Pzwei. Blog.

3+1 Fragen an unsere Pzwei. Mitar­bei­te­rinnen

Diesmal ist unser Team-Welpe dran. Caroline ist seit Mai mit von der Partie bei Pzwei. Mit ihrem Büroplatz im Auge des Sturms ist sie: Herrin über die Adressen, rechte und linke Hand für alle und überall, Korrek­tur­stift-, Wort-, und Textlieb­ha­berin.

Wie bist du zum Schreiben und in weiterer Folge zur Presse­ar­beit, zu Pzwei. Presse­ar­beit gekommen?
Ich wünschte, die Antwort wäre eine andere aber es waren zwei Männer, die meine Liebe zum Wort, zum Text und letzt­lich zur Literatur entfacht haben. Rilkes Panther und Goethes Erlkönig, die ich mit 12 Jahren auswendig lernen musste, haben mich in eine neue Welt geführt, die mich bis heute begleitet und immer wieder aufs Neue berührt.

Nach anfäng­li­chen Vorbe­halten, was ein Studium bringen könnte, bin ich erstmal in die Arbeits­welt einge­stiegen und nach vier inten­siven Berufs­jahren, habe ich mich dann doch noch durch die Deutsche Philo­logie studiert: Ich war erstaunt, was man da lernen muss und was nicht und habe nach dem Studium in einer Biblio­thek gearbeitet.Ich bin neugierig, ich lerne gerne dazu und manchmal muss man einfach wieder hinaus, sich und die Welt neu erkunden und die eigenen Kennt­nisse und Grenzen auf den Prüfstand stellen.

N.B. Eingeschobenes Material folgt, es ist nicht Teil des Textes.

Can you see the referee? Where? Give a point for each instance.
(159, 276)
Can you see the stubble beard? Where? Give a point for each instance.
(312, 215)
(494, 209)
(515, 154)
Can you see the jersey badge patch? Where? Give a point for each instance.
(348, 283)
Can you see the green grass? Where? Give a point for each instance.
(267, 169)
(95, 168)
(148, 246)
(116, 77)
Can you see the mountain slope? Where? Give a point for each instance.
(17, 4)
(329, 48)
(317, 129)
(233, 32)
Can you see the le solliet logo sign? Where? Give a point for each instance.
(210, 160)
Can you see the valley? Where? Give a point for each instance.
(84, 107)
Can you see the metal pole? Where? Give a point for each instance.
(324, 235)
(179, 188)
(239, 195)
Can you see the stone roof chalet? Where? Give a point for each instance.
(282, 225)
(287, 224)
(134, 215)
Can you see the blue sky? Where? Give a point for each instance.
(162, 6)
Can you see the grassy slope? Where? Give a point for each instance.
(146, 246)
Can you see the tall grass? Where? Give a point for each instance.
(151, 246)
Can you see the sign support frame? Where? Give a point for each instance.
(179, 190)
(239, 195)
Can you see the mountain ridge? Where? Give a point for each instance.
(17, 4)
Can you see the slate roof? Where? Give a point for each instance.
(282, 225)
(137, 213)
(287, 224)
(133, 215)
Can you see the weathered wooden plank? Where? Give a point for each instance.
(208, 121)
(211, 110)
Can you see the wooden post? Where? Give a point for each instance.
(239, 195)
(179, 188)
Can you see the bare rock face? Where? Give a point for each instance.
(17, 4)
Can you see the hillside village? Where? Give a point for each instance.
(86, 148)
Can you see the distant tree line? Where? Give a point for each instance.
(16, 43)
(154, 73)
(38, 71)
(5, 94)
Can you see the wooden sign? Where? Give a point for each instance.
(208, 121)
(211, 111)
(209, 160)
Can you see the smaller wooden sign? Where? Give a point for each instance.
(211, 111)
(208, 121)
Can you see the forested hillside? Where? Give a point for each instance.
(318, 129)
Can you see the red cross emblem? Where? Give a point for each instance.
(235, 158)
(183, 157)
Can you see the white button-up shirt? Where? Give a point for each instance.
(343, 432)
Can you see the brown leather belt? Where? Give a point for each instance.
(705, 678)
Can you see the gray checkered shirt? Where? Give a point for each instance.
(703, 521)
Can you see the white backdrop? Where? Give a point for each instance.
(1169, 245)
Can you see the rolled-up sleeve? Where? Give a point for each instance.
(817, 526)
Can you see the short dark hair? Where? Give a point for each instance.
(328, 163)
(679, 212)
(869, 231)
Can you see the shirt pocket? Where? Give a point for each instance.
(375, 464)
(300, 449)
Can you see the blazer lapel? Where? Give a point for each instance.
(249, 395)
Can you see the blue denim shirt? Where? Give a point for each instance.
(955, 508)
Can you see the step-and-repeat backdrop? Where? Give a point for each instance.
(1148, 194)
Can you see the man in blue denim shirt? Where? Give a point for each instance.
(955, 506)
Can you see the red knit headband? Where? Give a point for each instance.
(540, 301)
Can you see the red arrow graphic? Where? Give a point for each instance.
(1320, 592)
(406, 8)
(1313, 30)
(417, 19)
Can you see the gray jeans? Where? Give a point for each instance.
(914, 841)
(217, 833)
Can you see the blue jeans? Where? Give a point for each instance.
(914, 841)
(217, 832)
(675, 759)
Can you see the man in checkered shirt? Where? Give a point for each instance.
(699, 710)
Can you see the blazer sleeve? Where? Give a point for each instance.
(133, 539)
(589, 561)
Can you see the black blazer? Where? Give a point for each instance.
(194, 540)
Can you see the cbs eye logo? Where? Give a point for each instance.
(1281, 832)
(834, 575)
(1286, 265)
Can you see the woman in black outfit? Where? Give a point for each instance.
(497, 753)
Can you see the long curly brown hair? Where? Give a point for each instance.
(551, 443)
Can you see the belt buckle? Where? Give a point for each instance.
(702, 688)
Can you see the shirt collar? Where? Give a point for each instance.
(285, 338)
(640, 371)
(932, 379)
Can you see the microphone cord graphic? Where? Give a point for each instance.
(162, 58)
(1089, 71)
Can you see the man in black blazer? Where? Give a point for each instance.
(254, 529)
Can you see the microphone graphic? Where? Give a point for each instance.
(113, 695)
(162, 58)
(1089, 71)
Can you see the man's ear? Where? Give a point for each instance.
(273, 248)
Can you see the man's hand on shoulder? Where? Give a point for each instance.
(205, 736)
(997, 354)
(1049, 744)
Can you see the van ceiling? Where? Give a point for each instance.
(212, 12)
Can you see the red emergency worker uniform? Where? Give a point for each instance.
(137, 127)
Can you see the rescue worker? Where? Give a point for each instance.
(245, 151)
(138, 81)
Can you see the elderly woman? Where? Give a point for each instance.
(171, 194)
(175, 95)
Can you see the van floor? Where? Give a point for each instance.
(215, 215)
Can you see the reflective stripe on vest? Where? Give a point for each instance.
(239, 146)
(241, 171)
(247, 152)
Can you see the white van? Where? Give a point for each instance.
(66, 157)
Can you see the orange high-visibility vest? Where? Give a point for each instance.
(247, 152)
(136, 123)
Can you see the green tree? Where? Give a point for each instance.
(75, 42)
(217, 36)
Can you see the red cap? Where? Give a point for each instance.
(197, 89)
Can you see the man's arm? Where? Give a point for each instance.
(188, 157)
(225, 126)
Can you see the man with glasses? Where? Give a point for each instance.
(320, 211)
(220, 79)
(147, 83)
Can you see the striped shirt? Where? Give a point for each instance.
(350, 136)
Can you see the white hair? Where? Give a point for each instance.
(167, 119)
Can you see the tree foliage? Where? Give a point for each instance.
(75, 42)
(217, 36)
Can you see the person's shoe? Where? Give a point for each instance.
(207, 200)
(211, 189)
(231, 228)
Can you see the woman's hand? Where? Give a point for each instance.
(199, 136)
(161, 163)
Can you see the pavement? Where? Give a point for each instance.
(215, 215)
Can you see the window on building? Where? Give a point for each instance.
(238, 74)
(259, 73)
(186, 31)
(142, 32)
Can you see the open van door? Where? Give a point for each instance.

Nach einer Ausbil­dung zur PR-Referentin bin ich über ein paar Umwege zu Pzwei gespült worden und hier richtig, wie mir scheint.

Was jeder wissen möchte. Was magst du an deinem Beruf so richtig gerne? Und was gehört nicht zu deinen Lieblings­tä­tig­keiten?
Mein Beruf, so wie er momentan ist, ist sehr vielfältig, ich schnup­pere überall hinein, assis­tiere da und dort und mache eigent­lich alles, um meine Kolle­ginnen und Kollegen zu unter­stützen. Was mir gefällt ist die thema­ti­sche Vielfalt in der Kunden­be­treuung. Auch wenn ich selbst noch keine eigenen Kunden habe, muss ich mich bei meinen Aufgaben thema­tisch einlassen, viel fragen, recher­chieren, zuhören und einfach tun. Man wird ständig mit Infor­ma­tionen gefüt­tert aus Kunst, Kultur, Wirtschaft, Industrie…es ist immer spannend. Es gibt nicht allzu viel, was ich nicht wirklich gerne mache. Natür­lich könnte ich das Nachte­le­fo­nieren nennen, wie meine Kolle­ginnen und Kollegen – da kommt es aber stark auf das Thema an und das Gros der Menschen am anderen Ende des Telefons sind absolut ok.

Generell bin ich ein Arbeits­tier, das gerne etwas zu tun hat. Was ich wirklich gerne mache: Texte redigieren und mit dem Verfasser ins Gespräch kommen. Außerdem ein Projekt gemeinsam erarbeiten — wie etwa die Presse­reise im Juli – und wieder wissen, dass Teamar­beit einfach eine geniale Sache ist. 

Sonnenuntergang Medienlandschaft Sommerloch Pressearbeit

Es gibt Journa­listen, Autoren, Schrift­steller, die das Schreiben als einen Kampf mit jedem einzelnen Wort erleben. Ebenso gibt es Literaten und Publi­zisten, die diese Tätig­keit als entspan­nend wahrnehmen. Was und wie ist schreiben für Dich? Kampf oder Entspan­nung oder etwas ganz Anderes?
Das ist eine edle Frage, die norma­ler­weise nur Autorinnen und Autoren gestellt bekommen und Journa­listen. Wenn’s gut werden soll, dann bereitet man sich vor, recher­chiert, stellt Fragen, hat Ideen und Formu­lie­rungen im Kopf, bevor man wirklich in die Tasten tippt. Als Entspan­nung habe ich es noch nie gesehen, auch nicht als irgend­eine geartete Form von Therapie, es ist schon Arbeit. Ich mag Worte und ich mag die vielfäl­tigen Kombi­na­ti­ons­mög­lich­keiten. Und in letzter Konse­quenz mag ich, wenn am Ende was Gutes dabei rauskommt, das auch andere gerne lesen.

Wunsch­frage. Welche Frage hättest du hier gerne stehen? Die Antwort wollen wir natür­lich auch wissen.
Ist man je zufrieden mit seinen eigenen Texten? Ich glaube nicht und das ist auch gut so.